I also use an Excel with a French locale, and often face this problem with CSV files. As explained by others, the French numbers use a coma as a decimal separator, and a number like 123.45
is interpreted as a text by Excel.
The fastest way to circumvent this, is to replace .
with ,
. You can do it quickly with Find/Replace, as suggested by David.

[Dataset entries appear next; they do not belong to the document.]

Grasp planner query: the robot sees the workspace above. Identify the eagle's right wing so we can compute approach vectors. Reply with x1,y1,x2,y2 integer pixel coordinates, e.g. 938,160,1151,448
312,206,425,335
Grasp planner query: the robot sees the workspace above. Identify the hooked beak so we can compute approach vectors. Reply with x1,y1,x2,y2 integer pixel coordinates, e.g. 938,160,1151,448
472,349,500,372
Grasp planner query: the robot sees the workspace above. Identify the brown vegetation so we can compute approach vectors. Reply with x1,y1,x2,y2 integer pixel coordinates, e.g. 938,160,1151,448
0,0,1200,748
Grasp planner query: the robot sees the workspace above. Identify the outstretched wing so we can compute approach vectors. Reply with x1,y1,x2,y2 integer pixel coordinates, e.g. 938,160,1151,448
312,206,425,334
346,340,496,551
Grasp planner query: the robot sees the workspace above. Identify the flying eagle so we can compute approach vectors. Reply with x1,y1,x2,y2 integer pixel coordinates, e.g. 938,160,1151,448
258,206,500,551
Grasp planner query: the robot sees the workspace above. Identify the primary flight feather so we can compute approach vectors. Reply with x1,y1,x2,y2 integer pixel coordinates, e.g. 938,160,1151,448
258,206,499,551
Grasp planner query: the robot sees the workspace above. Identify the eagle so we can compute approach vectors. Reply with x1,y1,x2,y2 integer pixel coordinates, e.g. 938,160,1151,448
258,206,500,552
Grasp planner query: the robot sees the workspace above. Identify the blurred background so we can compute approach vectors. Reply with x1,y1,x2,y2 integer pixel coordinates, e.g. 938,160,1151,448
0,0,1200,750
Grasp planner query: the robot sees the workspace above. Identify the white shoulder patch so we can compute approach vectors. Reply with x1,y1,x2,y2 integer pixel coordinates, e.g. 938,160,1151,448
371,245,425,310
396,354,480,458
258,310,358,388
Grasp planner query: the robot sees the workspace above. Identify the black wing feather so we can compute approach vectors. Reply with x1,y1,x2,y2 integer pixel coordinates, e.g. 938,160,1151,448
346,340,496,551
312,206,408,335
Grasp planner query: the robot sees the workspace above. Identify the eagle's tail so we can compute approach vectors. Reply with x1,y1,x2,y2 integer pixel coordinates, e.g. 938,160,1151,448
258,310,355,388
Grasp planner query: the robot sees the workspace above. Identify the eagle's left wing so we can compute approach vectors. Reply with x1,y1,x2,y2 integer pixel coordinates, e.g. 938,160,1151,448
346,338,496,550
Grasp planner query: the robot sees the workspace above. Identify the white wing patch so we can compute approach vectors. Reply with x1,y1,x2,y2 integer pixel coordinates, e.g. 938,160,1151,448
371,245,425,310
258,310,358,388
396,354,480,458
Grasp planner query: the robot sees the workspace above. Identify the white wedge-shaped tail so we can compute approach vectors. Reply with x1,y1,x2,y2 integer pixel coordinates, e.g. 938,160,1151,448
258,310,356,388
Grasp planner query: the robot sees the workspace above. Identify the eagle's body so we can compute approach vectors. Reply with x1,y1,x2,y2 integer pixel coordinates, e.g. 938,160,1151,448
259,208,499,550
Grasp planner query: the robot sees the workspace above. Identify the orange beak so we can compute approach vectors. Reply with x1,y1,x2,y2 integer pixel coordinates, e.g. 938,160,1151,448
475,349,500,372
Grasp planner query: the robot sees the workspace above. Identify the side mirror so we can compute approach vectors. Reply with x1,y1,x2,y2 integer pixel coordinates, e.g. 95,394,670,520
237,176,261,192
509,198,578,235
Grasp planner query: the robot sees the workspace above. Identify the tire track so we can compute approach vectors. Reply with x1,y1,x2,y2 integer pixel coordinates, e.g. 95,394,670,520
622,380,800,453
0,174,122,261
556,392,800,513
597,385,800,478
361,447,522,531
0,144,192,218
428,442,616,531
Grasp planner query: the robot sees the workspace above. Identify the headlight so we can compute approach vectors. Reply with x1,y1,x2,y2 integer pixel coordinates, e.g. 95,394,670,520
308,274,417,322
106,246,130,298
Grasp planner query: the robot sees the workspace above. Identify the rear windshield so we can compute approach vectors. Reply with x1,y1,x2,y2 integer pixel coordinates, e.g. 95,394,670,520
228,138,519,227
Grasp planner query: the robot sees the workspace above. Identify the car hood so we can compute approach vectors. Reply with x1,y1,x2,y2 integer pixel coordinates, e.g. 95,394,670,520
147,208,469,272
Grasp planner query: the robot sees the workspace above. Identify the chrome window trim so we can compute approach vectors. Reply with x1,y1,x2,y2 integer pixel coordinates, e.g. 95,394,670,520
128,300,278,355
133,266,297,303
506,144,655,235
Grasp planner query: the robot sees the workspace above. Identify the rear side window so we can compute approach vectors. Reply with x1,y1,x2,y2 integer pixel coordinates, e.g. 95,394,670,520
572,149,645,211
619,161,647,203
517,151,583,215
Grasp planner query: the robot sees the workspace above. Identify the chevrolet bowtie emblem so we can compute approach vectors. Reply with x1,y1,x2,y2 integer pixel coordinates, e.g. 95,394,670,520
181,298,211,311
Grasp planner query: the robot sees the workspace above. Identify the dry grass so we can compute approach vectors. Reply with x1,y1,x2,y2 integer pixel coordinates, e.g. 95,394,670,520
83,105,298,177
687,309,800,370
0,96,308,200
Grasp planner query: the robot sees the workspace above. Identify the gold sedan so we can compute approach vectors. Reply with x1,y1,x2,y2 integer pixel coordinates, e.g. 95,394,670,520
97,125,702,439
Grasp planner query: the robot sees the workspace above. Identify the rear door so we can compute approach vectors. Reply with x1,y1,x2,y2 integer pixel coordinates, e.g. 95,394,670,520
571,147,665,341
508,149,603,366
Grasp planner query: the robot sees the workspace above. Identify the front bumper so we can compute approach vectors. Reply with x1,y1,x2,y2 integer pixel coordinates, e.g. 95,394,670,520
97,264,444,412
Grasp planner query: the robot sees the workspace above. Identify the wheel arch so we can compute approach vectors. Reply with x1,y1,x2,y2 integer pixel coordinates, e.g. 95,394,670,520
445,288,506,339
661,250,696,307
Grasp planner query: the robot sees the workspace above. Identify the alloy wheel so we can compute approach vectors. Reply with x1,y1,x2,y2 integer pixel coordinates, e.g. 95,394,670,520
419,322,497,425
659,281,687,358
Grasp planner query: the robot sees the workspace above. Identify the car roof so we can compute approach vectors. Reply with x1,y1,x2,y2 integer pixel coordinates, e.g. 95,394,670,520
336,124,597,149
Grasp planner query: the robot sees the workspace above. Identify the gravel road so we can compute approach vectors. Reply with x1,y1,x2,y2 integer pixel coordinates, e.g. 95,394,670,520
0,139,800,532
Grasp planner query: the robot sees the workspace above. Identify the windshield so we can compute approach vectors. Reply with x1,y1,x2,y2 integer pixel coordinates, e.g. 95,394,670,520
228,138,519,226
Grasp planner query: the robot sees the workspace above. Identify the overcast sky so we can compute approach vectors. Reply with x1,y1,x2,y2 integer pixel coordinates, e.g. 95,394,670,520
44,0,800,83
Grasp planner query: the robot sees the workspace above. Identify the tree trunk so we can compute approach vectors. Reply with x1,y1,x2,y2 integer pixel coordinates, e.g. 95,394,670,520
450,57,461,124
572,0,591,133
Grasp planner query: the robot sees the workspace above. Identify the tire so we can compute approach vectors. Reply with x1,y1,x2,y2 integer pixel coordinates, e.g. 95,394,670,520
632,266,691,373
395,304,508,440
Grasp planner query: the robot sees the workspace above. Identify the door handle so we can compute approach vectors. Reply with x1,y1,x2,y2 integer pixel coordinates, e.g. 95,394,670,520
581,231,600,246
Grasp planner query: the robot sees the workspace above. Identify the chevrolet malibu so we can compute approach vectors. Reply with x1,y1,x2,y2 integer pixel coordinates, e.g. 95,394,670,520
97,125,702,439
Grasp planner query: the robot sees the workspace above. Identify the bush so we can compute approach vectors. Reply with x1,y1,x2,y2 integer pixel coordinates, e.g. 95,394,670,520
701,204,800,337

For those who face this problem quite often, you can use this piece of code (adapted from this answer), save it in your PERSONAL workbook and assign it to a button in the ribbon:
Sub Comas2Dots()
Application.ScreenUpdating = False
If (MsgBox("Do you want to replace comas by dots?", vbOKCancel) = vbOK) Then
Const sTEMPCOMMA = "|comma|"
Const sTEMPDOT = "|dot|"
Const sCOMMA = ","
Const sDOT = "."
If TypeName(Selection) = "Range" Then
With Selection
.Replace sCOMMA, sTEMPCOMMA, xlPart
.Replace sDOT, sTEMPDOT, xlPart
.Replace sTEMPCOMMA, sDOT, xlPart
.Replace sTEMPDOT, sCOMMA, xlPart
End With
End If
End If
Application.ScreenUpdating = True
End Sub
Hope that helps people experiencing this unnecessary problem!